Une rencontre marquante récente ? « J’ai 39 ans, et depuis le début, je pense avoir un secret que j’aimerai partager avec vous, je recrute des meilleurs que moi ! Ainsi ma rencontre marquante : c’est surement le futur collaborateur qui va me rejoindre. Je pense que ma génération et celle qui arrive continueront à surprendre par son audace et sa réactivité. Par exemple, je crois que j’adresse plus de recommandations à mes collaborateurs par la messagerie de Facebook que lors des traditionnelles réunions. Je ne sais pas si beaucoup gèrent des entreprises de 200 salariés de cette manière, mais cela marche chez nous ! Avant tout, lors des rencontres, je souhaite donner du sens au travail de mes collaborateurs. Par exemple on réfléchit aux parcours des clients, c’est plus une idée d’attitude que de service. Je pense que c’est cela qui motive, non pas le ‘il faut le faire’ mais ‘pourquoi le faire’. C’est là qu’intervient l’élément fondateur d’une rencontre : trouver le sens. Je gère un capital humain formidable : mes collaborateurs ont de l’espoir, ils sont optimistes, ils veulent agir, c’est pour cela que j’écoute attentivement puis un moment, je reviens sur ma propre expérience de gamin de 23 ans qui monte son premier restaurant, je leur explique comme c’était dur car j’étais pétri de doute et en même temps de confiance… Je crois que c’est cela, il faut garder les deux pour conduire les équipes au succès. Car ce que je souhaite au plus profond de moi : c’est les victoires de ceux qui m’entourent. Cela doit être cela : Je garde les doutes et ainsi ils prennent plus confiance en eux : je vous l’ai dit : ils sont et deviennent tous meilleurs que moi ! C’est pour cela que la rencontre qui doit être marquante est toujours celle qui vous arrive demain. »

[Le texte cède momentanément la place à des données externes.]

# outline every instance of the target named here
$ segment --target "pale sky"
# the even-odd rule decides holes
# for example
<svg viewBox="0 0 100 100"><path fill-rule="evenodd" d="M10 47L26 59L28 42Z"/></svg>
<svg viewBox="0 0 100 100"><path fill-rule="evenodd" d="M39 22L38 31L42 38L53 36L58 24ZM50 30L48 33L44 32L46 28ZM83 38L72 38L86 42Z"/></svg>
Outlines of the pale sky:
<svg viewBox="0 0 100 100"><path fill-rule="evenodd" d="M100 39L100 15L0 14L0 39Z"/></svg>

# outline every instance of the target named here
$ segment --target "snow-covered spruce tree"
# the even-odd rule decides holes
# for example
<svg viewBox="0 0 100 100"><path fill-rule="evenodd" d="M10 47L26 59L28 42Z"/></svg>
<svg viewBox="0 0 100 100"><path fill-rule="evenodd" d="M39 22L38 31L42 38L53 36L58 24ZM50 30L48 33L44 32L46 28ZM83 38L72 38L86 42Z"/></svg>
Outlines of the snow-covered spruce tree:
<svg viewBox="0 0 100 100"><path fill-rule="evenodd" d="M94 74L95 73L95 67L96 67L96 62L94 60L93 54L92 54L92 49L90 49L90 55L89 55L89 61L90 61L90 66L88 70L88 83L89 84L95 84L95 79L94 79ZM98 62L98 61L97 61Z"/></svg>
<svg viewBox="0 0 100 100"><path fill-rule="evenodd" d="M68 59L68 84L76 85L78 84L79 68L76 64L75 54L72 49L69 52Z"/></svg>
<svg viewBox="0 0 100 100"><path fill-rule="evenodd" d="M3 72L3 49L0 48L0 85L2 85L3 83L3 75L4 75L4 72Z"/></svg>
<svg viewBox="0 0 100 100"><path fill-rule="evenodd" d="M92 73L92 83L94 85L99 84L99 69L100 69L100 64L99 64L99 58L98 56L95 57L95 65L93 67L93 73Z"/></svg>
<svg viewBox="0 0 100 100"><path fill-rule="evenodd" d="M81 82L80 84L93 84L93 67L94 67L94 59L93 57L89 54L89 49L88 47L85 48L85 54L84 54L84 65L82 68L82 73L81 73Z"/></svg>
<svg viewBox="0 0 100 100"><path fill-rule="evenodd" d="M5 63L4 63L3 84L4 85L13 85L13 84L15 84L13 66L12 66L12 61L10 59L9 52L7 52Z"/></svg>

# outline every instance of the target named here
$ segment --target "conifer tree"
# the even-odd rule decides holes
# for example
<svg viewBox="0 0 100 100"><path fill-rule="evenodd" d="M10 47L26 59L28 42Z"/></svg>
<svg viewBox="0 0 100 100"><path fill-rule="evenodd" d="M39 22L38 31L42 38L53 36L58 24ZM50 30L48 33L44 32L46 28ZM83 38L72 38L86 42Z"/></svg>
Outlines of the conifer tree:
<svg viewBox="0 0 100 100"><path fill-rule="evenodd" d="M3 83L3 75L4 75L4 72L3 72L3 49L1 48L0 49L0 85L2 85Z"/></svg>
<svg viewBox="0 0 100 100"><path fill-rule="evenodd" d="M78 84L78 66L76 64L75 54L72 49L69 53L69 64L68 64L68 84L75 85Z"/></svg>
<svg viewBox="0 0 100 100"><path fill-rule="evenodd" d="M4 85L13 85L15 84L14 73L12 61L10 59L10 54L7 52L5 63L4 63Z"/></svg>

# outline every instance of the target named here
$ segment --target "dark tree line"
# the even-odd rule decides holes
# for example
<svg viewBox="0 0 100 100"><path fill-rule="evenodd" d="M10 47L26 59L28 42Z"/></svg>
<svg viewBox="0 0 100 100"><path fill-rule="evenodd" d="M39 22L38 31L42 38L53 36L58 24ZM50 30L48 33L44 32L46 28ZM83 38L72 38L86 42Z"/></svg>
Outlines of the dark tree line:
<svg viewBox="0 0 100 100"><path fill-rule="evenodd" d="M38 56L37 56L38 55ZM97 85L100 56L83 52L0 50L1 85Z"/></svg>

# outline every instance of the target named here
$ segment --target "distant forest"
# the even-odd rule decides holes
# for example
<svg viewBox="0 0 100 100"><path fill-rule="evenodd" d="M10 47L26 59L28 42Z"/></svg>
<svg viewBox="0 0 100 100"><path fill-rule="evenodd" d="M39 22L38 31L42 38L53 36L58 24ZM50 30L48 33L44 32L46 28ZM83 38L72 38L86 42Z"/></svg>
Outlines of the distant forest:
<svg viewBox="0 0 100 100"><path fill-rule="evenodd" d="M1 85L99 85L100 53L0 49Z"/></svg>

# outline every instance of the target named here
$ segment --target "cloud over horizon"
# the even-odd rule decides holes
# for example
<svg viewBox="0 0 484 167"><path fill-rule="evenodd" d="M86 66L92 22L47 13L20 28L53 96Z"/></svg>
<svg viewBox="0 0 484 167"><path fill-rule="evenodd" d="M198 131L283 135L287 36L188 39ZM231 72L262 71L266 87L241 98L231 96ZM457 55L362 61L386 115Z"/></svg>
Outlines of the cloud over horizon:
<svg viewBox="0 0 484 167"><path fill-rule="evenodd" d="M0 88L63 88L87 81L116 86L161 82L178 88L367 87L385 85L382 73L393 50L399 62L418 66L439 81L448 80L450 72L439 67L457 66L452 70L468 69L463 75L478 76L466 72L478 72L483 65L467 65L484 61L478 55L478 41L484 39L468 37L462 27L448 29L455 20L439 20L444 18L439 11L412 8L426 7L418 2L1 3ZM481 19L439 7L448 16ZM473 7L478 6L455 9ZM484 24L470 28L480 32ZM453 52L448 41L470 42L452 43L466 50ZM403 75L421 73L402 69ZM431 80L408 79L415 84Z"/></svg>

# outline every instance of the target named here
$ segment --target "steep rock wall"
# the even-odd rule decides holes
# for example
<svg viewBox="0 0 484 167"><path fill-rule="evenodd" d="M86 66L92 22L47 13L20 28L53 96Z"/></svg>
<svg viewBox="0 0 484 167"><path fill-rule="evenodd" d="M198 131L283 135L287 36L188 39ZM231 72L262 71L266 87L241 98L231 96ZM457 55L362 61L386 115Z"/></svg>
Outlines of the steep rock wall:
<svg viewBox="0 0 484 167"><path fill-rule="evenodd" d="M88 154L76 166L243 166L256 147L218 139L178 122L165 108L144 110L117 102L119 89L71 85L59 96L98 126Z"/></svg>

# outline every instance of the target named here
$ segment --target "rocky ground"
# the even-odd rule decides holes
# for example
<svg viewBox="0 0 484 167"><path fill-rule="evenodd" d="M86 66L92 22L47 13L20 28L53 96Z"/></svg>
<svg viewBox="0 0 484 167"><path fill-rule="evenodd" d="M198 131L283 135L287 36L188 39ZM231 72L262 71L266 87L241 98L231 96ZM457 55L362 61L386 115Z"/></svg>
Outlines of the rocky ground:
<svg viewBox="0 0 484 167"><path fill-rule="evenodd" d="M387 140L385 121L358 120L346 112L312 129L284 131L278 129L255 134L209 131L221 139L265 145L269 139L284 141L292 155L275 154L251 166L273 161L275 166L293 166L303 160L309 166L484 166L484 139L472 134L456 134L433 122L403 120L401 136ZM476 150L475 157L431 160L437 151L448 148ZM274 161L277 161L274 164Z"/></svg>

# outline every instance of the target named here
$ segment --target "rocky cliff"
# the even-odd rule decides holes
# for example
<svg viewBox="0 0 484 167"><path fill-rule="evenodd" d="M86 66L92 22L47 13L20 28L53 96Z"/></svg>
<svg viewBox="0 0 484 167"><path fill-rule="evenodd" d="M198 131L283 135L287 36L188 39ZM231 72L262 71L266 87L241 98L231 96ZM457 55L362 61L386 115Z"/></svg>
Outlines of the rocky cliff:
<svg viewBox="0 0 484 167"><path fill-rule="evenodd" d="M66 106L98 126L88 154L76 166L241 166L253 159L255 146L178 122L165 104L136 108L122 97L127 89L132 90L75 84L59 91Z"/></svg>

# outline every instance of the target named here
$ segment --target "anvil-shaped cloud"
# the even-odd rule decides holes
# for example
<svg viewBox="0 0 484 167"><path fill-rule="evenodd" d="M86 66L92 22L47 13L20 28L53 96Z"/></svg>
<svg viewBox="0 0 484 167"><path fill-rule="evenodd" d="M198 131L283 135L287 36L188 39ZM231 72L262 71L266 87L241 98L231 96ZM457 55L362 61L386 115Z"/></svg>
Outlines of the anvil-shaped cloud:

Une source d’inspiration ou modèle qui ont une influence sur votre travail ? « J’aime les maisons qui ont des histoires, une âme et une signature. Ce qui me plaît, c’est plus la notion de collection que de groupe comme modèle qui influence mon travail. Je ne centralise rien, chaque maison doit garder et renforcer sa signature. La création de cette collection a pour moi l’ambition de créer des inspirations complémentaires à fort territoire d’expression pour chaque entité. C’est un exercice compliqué mais passionnant. En quelques mots, je suis attiré par des projets que je souhaite aussi contemporain qu’international que strasbourgeois et historique. Ma ville est une capitale européenne et je suis dans le territoire du grand-est. Le Crocodile comme les autres enseignes de mes confrères, ont le potentiel pour que nous soyons une capitale gastronomique en plus d’être capitale européenne. Autre exemple au sein de CM Collection, nous possédons le restaurant le Tire-bouchon je crois que ce restaurant doit avoir la façade la plus photographiée pour les fêtes de Noël ! C’est là que je me dis que nous pouvons avoir le sentiment du travail accompli. Au moment où un de nos restaurants appartient au public ! Alors à chaque reprise d’enseigne, je suis davantage ce gamin strasbourgeois d’adoption, heureux d’avoir acquis de nouvelles institutions  comme dernièrement la Vignette à la  Roberstau que le restaurateur réfléchi, concentré, à l’amorce d’un projet passionnant. Alors mes inspirations viennent plus de ce que nous sommes capables de faire, mais pas de qui nous sommes. »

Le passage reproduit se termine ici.